Dr. Holt told me last week that it was the fault of my cute colorful tennis shoes, which are curved on the inside of the toe bed and have an added ridge on the outside. Although he said he can imagine that the shoes were constructed this way for better side-to-side motion, but because I pronate, they added too much pressure to my big toe and the inner side of my foot, therefore causing an inflammation in that area and the whole upper part of my foot.

He added a little extra cushioning to the bottom of my orthotic in an effort to take the pressure off that part of my foot. I put faith in what he says because as physical therapist with a Ph.D in biomechanics, he cured my plantar fasciitis.

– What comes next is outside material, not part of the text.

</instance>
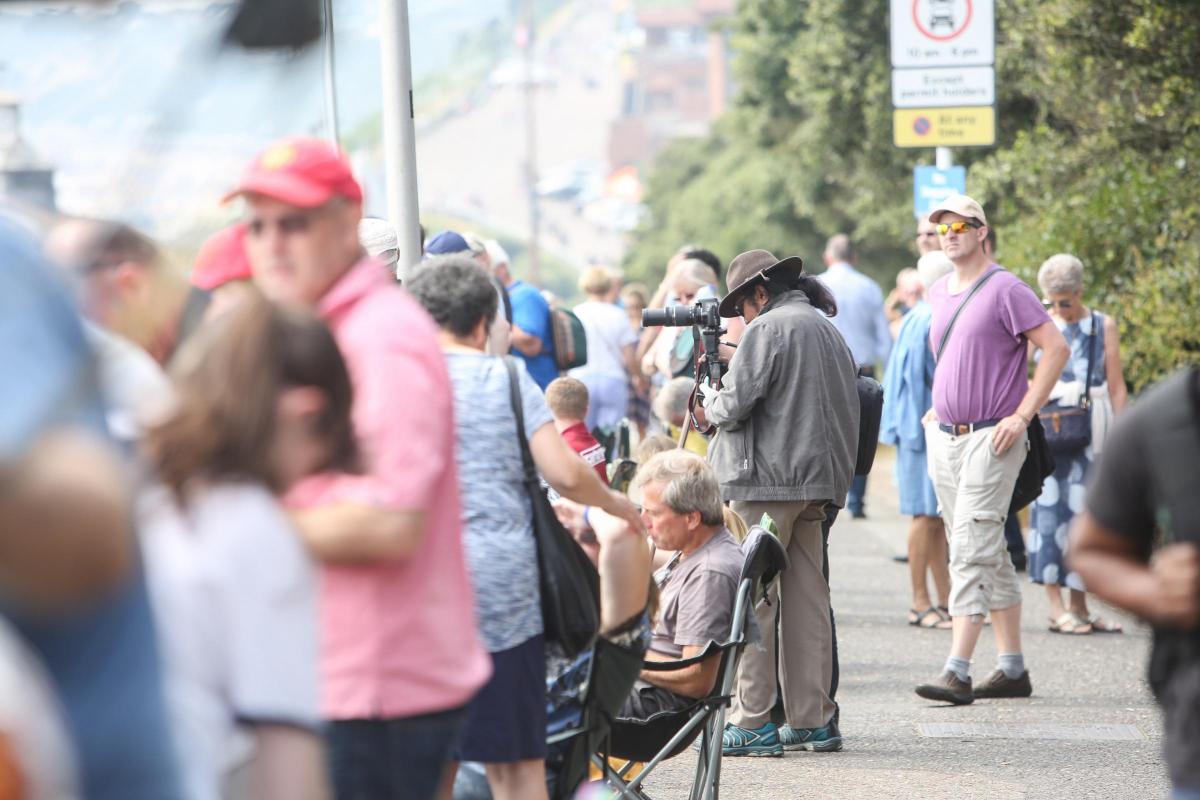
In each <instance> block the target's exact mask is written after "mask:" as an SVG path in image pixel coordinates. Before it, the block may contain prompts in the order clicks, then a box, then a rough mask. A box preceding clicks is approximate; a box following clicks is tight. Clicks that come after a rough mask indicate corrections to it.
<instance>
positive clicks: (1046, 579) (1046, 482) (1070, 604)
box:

He looked at my tennis shoes and said, "Just looking at those shoes makes my feet hurt!" he said.

 He was also unhappy with my cute blue running shoes because they do not fit his test for a firm inner sole around the toe bed.

So it's goodbye colorful shoes and back to the old black and white.

Function trumps fashion.

In the meantime I need to get the inflammation down. He said to ice and to stretch my toes as much as possible. Play with my toes, as it were. Also I am taking some ibuprofen just to get me over the hump and obviously skipping tennis and running for a while. It is frustrating to get everything in order and then get hobbled by a toe.

Dr. Holt said he doesn't much like podiatrists, because they usually give shots that do not work (which is what happened the last time I went to one), but just to cover all bases (which I cannot run!) I am keeping an appointment with another podiatrist tomorrow.

But enough with the feet.

Some friends had asked me to go cross country skiing over the weekend, and since I hadn't done it in ages and wanted to try it again, I asked if that would be OK on my feet. He said it was probably OK since it did not involve pounding.

It was great to be outside after all this cold weather. It took a while for me to get my ski legs back and so I fell a few times, but it was on soft snow and I didn't mind.